Já na Comissão para a Cidadania e a Igualdade de Género (CIG), que recebe igualmente queixas relacionadas com orientação sexual, o número é, de acordo com a informação enviada ao DN, residual: apenas 11 desde 2016, ano em que se verificaram quatro, seguindo-se duas em 2018, 2019, e 2021 (iu seja, zero em 2017 e 2020). Em 2022 foi registada uma até agora.
Segundo o relatório de 2019 da ILGA, entre os principais motivos alegados para a não comunicação às autoridades destacam-se "o receio de represálias ou de alguma forma prejudicar a situação da vítima ou de outras pessoas envolvidas (20,65% das respostas)", "o desconhecimento de direitos, procedimentos ou instâncias às quais se pode apresentar denúncias (17,39%)", e a "falta de provas ou algum tipo de elemento que permita apresentar uma denúncia, na perspetiva das vítimas e testemunhas (16,3%)".
A "descrença nas autoridades, por vezes associada ao receio de uma segunda discriminação (10,87%)", é alegada por uma em cada dez pessoas. E há ainda quem entenda que "a denúncia não se justifica, por se tratar de uma ocorrência menor, sem valor" ou quem justifique a inação com "sentimentos de vergonha" ou "não se sentir capaz".
A ILGA, garante Ana Aresta, "tem trabalhado com as autoridades para que as pessoas tenham confiança nos mecanismos de denúncia. A capacitação da polícia e dos atores judiciários para que de facto dominem as especificidades associadas às vivências e à discriminação das pessoas LGBTQI é muito importante para que estas percam o medo de denunciar. O tempo do medo e da vergonha tem de terminar."
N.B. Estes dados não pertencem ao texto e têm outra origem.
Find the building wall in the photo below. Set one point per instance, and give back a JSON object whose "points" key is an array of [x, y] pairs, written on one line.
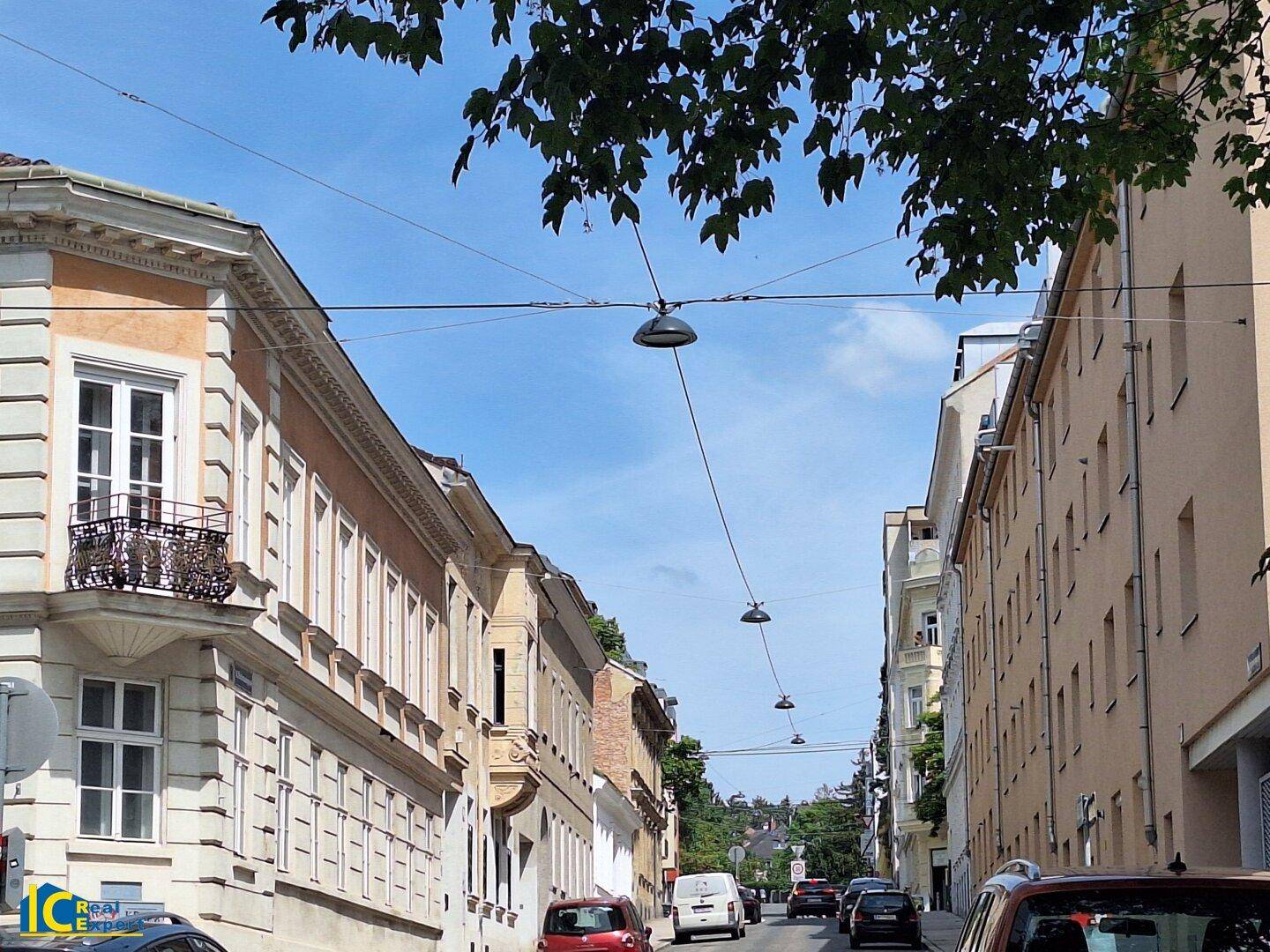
{"points": [[1204, 527]]}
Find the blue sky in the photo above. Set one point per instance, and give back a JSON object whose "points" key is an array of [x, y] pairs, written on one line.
{"points": [[817, 419]]}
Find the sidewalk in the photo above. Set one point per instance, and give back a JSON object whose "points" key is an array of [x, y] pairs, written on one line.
{"points": [[941, 931]]}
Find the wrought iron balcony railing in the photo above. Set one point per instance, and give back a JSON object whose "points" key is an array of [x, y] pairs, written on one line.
{"points": [[131, 541]]}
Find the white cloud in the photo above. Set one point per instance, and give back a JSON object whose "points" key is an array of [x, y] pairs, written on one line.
{"points": [[875, 349]]}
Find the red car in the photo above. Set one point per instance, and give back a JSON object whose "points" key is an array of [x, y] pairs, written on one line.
{"points": [[600, 925]]}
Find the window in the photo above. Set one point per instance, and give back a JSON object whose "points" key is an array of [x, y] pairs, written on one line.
{"points": [[120, 739], [245, 487], [1177, 333], [915, 706], [344, 596], [288, 531], [1109, 655], [342, 825], [931, 628], [366, 837], [123, 442], [315, 814], [409, 857], [1186, 566], [282, 820], [499, 686], [392, 631], [410, 682], [320, 569], [371, 609], [389, 844], [239, 752]]}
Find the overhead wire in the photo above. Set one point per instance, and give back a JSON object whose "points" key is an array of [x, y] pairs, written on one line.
{"points": [[292, 169]]}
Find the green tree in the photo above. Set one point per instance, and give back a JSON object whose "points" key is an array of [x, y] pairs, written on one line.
{"points": [[609, 636], [990, 108], [927, 758]]}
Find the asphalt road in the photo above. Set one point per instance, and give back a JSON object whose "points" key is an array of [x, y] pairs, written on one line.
{"points": [[780, 934]]}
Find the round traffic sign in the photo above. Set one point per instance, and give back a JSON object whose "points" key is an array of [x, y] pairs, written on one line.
{"points": [[32, 729]]}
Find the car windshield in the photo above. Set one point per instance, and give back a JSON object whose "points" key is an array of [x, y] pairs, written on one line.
{"points": [[585, 920], [700, 886], [883, 903], [1145, 920]]}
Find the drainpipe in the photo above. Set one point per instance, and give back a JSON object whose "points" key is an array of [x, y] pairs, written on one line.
{"points": [[1139, 594], [1042, 582], [986, 514]]}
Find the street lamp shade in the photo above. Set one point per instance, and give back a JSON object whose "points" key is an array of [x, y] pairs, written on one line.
{"points": [[663, 331]]}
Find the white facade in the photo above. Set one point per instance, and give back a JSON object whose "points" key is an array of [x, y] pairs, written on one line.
{"points": [[616, 822]]}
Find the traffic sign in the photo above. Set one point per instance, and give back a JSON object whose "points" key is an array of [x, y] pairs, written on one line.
{"points": [[28, 727]]}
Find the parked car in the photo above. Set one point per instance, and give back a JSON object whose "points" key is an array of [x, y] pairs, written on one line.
{"points": [[848, 900], [1162, 909], [813, 897], [608, 925], [885, 917], [706, 904], [155, 932]]}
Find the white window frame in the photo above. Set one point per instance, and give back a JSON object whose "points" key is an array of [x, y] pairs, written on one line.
{"points": [[117, 736], [322, 541], [122, 385], [372, 573], [392, 609], [315, 804], [346, 580], [240, 753], [389, 845], [291, 528], [367, 802], [340, 825], [286, 787], [247, 485]]}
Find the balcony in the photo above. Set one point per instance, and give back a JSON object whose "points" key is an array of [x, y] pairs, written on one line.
{"points": [[143, 544], [513, 768]]}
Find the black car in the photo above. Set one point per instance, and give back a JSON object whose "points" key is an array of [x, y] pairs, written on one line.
{"points": [[813, 897], [848, 903], [158, 932], [885, 917]]}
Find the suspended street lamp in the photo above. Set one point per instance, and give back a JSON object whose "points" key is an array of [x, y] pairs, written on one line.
{"points": [[664, 331]]}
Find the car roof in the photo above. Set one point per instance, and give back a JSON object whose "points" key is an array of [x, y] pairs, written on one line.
{"points": [[591, 902], [1024, 874]]}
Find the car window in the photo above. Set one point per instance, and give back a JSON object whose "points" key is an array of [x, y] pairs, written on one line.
{"points": [[975, 922], [585, 920], [884, 903]]}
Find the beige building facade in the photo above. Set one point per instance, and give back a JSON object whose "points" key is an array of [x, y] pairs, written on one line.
{"points": [[1116, 697], [914, 674], [306, 684], [631, 732]]}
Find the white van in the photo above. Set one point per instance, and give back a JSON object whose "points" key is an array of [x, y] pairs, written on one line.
{"points": [[705, 904]]}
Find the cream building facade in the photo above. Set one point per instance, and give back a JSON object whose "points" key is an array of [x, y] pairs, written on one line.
{"points": [[914, 673], [1113, 652], [631, 732], [981, 372], [303, 680]]}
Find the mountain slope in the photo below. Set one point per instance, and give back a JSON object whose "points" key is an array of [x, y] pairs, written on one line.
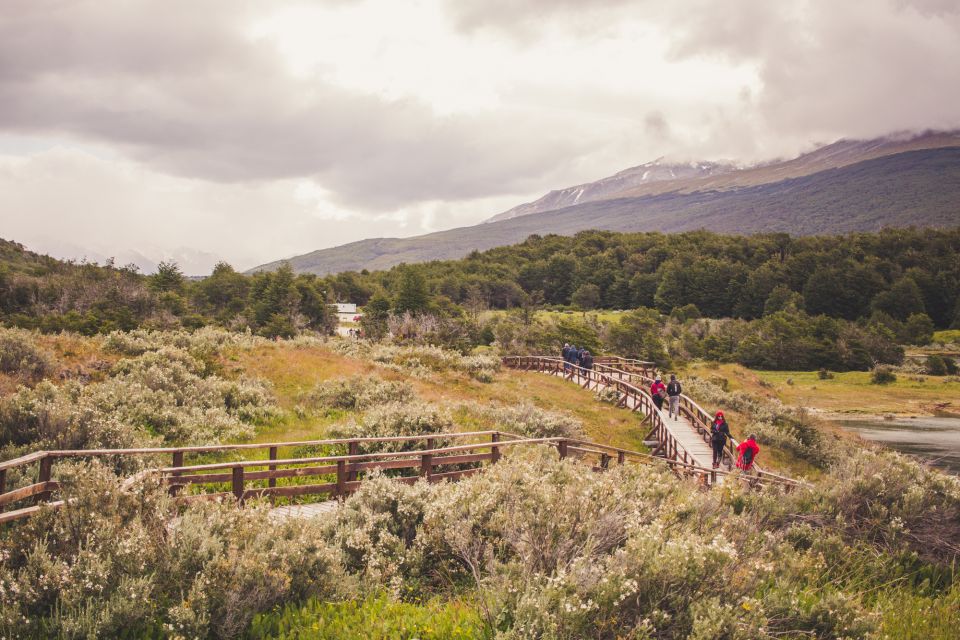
{"points": [[656, 173], [914, 188], [657, 177]]}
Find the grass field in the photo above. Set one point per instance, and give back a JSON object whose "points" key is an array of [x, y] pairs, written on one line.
{"points": [[949, 335], [545, 314], [849, 393], [295, 371]]}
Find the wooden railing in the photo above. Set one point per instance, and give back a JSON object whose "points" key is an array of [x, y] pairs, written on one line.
{"points": [[605, 372], [337, 475], [630, 396], [40, 466]]}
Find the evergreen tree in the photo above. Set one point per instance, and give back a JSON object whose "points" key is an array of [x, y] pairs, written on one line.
{"points": [[412, 295]]}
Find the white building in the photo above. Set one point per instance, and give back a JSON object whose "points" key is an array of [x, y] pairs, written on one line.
{"points": [[346, 307]]}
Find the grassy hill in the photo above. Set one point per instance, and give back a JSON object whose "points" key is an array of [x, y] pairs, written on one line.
{"points": [[920, 188]]}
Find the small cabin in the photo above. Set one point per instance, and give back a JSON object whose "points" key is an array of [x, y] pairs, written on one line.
{"points": [[345, 307]]}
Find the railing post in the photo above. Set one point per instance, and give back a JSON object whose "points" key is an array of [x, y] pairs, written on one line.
{"points": [[177, 462], [426, 461], [238, 483], [272, 482], [352, 449], [46, 470]]}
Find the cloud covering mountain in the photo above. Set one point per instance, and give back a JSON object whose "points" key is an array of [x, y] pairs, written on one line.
{"points": [[262, 128]]}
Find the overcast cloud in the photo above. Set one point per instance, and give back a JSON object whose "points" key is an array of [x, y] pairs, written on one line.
{"points": [[250, 130]]}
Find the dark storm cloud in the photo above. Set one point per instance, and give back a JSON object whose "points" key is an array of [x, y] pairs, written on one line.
{"points": [[828, 69], [178, 87]]}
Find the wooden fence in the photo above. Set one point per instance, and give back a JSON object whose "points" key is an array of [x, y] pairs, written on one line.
{"points": [[338, 475], [621, 375]]}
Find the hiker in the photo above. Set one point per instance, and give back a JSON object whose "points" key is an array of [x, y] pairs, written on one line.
{"points": [[587, 360], [719, 432], [673, 394], [657, 392], [748, 453]]}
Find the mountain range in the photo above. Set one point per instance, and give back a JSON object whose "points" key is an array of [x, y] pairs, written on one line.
{"points": [[850, 185]]}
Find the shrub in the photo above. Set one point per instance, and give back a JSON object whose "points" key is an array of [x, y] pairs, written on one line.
{"points": [[358, 392], [163, 394], [374, 617], [398, 419], [530, 421], [20, 355], [937, 365], [109, 564], [376, 531], [890, 501], [774, 423], [882, 375]]}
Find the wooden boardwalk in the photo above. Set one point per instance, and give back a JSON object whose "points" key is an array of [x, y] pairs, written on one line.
{"points": [[683, 438], [324, 509], [263, 472]]}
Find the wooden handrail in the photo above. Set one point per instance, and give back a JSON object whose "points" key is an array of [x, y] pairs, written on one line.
{"points": [[700, 419], [347, 466]]}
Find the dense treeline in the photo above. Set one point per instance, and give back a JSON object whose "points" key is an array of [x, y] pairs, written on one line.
{"points": [[38, 292], [891, 275], [766, 301]]}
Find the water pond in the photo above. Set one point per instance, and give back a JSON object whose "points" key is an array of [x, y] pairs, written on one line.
{"points": [[934, 439]]}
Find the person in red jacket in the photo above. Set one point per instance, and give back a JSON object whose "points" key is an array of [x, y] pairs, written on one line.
{"points": [[658, 391], [749, 451]]}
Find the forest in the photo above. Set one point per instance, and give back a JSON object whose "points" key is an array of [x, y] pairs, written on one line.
{"points": [[767, 301]]}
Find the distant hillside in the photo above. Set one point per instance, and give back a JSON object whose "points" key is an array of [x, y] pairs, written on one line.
{"points": [[919, 188], [658, 177]]}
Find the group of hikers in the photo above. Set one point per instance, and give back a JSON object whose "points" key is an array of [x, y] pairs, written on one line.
{"points": [[576, 357], [719, 430], [671, 393]]}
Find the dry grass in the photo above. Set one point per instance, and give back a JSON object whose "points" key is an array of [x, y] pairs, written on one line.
{"points": [[847, 393], [294, 371]]}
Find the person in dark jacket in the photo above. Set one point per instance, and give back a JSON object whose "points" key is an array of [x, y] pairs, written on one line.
{"points": [[673, 394], [658, 391], [586, 361], [719, 432], [748, 450]]}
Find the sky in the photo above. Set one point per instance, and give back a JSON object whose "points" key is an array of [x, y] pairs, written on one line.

O caso de Francisco e marido demonstra, crê Aresta, que "a consciência sobre os direitos humanos está, aos poucos, a chegar a muito mais gente. As pessoas sentem que a igualdade está cada vez mais respaldada nas leis, estão mais conscientes de que têm direito à igualdade, à liberdade e à visibilidade. E para isso foi muito importante o acesso ao casamento."